Fiberoptic intubation is considered as safest and most effective method, which permits direct visual control of the intubation procedure without any directional errors. Though, it is safe, apparatus is very expensive and handling requires expertise and at the same time it is not readily available in all health care centres. In case of, retrograde intubation endotracheal tube is advanced into trachea by rail road technique without direct visualization of trachea, but it is associated with many disadvantages. Pokhriyal et al. [1], meticulously studied to compare the hemodynamic response, time taken and success rate of intubation following awake retrograde endotracheal and fiberscope assisted intubation. This study reported that, awake endothracheal intubation using FOB and REI may cause elevation in MAP and HR. The results clearly reported that, success rate of intubation were superior in FOB when compared to REI group.

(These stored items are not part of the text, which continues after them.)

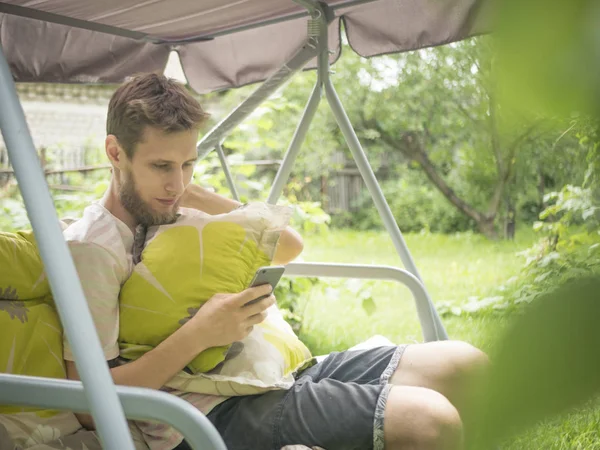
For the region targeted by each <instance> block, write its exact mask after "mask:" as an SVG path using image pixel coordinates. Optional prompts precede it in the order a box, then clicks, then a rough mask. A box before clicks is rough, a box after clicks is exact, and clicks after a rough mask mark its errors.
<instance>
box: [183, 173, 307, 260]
mask: <svg viewBox="0 0 600 450" xmlns="http://www.w3.org/2000/svg"><path fill="white" fill-rule="evenodd" d="M181 206H184V207H186V208H192V209H198V210H200V211H204V212H205V213H207V214H211V215H215V214H226V213H228V212H230V211H233V210H234V209H236V208H238V207H239V206H241V203H240V202H238V201H236V200H232V199H229V198H226V197H223V196H222V195H219V194H215V193H214V192H210V191H209V190H207V189H204V188H203V187H201V186H198V185H197V184H190V185H188V187H187V190H186V194H185V197H184V199H183V201H182V203H181ZM303 248H304V244H303V241H302V237H301V236H300V235H299V234H298V232H296V231H295V230H294V229H293V228H291V227H287V228H286V229H285V230H284V231H283V232H282V233H281V237H280V239H279V243H278V245H277V250H276V252H275V256H274V258H273V262H274V263H275V264H283V265H285V264H287V263H289V262H290V261H293V260H294V259H296V258H297V257H298V255H300V253H301V252H302V250H303Z"/></svg>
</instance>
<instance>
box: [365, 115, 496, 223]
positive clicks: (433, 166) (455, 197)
mask: <svg viewBox="0 0 600 450" xmlns="http://www.w3.org/2000/svg"><path fill="white" fill-rule="evenodd" d="M361 115H362V113H361ZM362 120H363V123H364V124H365V125H366V126H367V127H369V128H372V129H374V130H377V132H378V133H379V135H380V136H381V140H382V141H383V142H384V143H385V144H386V145H387V146H388V147H390V148H391V149H393V150H396V151H400V152H402V154H404V156H405V157H407V158H408V159H411V160H414V161H416V162H418V163H419V165H420V166H421V168H422V169H423V171H424V172H425V175H426V176H427V178H429V180H430V181H431V182H432V183H433V184H434V186H435V187H436V188H437V189H438V190H439V191H440V192H441V193H442V194H443V195H444V197H446V199H447V200H448V201H449V202H450V203H452V204H453V205H454V206H455V207H456V208H458V209H459V210H460V211H461V212H462V213H463V214H465V215H466V216H468V217H470V218H471V219H473V220H475V221H476V222H477V223H481V222H483V221H484V220H486V219H487V217H485V216H484V215H483V214H482V213H481V212H479V211H477V210H476V209H475V208H474V207H473V206H471V205H469V204H468V203H467V202H465V201H464V200H463V199H462V198H460V197H459V196H458V195H457V194H456V192H455V191H454V189H452V188H451V187H450V186H449V185H448V183H447V182H446V180H444V179H443V178H442V177H441V176H440V174H439V172H438V169H437V168H436V167H435V165H434V164H433V162H432V161H431V160H430V159H429V156H428V155H427V152H426V151H425V149H424V148H423V146H422V144H421V141H420V139H419V137H418V136H417V134H416V133H414V132H410V131H408V132H404V133H403V135H402V138H401V139H400V140H397V139H395V138H394V137H392V136H390V135H389V133H387V132H386V131H385V130H383V129H382V128H381V127H380V126H379V124H378V123H377V122H376V121H374V120H368V119H366V118H365V117H364V115H362Z"/></svg>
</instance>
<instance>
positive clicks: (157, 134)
mask: <svg viewBox="0 0 600 450" xmlns="http://www.w3.org/2000/svg"><path fill="white" fill-rule="evenodd" d="M197 139H198V132H197V131H195V130H190V131H181V132H176V133H170V134H167V133H164V132H162V131H160V130H156V129H154V128H147V129H146V130H145V131H144V135H143V139H142V142H140V143H138V144H137V145H136V148H135V152H134V154H133V157H132V159H131V160H130V161H128V163H127V164H126V165H125V167H123V168H122V169H121V183H120V189H119V199H120V201H121V203H122V205H123V207H124V208H125V209H126V210H127V211H128V212H129V213H130V214H131V215H132V216H133V217H134V218H135V220H136V221H137V222H138V223H140V224H142V225H147V226H150V225H161V224H165V223H171V222H173V221H174V220H175V218H176V215H177V210H178V208H179V200H180V198H181V195H182V194H183V192H184V191H185V189H186V187H187V185H188V184H189V183H190V181H191V179H192V175H193V171H194V163H195V162H196V159H197V151H196V142H197Z"/></svg>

The transversus abdominis plane block is peripheral nerve block that is designed to anesthetize the nerve supplying the anterior abdominal wall. This single blind prospective randomised control was conducted by Prabhu et al. [2], to evaluate the effectiveness of the TAP block for postoperative pain as part of a multimodal analgesic regimen in patients undergoing TAH. This test results reported that, TAP block is very easy to perform under ultrasound guidance without complication and at the same time provides effective analgesia. In addition, TAP Blocks holds well as part of multimodal regimen for patients undergoing Total Abdominal Hysterectomy.

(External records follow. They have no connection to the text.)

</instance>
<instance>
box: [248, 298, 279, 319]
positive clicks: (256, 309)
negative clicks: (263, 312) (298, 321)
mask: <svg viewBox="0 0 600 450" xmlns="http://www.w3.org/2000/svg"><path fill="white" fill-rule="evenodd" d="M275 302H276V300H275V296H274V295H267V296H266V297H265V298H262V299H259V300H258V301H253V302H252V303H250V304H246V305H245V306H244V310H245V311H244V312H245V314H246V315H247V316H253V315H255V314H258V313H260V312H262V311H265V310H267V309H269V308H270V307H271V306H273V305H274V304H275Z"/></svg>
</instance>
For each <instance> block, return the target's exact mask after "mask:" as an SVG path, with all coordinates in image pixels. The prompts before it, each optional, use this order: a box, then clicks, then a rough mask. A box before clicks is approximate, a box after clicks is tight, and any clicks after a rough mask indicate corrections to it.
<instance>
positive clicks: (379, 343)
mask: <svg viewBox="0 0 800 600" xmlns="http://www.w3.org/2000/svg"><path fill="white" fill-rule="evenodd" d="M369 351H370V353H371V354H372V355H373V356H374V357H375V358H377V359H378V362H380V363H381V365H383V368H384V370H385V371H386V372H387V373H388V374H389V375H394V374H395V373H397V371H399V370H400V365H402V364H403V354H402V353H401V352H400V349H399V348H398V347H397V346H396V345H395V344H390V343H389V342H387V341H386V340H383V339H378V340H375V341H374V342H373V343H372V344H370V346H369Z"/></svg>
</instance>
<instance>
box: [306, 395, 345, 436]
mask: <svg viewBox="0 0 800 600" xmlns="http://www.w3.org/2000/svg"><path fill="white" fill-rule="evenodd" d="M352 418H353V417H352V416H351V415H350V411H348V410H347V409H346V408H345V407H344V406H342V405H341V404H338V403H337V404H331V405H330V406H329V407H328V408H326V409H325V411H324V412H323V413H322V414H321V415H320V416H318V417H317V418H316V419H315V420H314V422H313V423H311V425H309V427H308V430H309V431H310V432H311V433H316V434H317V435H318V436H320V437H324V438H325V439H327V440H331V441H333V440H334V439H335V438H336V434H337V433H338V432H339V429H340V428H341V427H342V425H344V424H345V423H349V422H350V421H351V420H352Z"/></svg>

The subsequent level of consciousness in a person after brain injury is measured by employing GCS. If the measured score is low it indicates higher IL-6 level and high morbidity and mortality. Selective cyclooxygenase (sCOX-2) are the drugs generally prescribed for postoperative pain and in addition it also possess an anti-inflammatory effect. Mbamalu et al. [3], aimed to determine the exact role of sCOX-2 inhibitors as inhibitors of inflammatory processes in patients who had brain injury measured by IL-6. This randomised study concluded that, sCOX-2 inhibitor is capable to reduce the IL-6 level in patients with moderate head injury.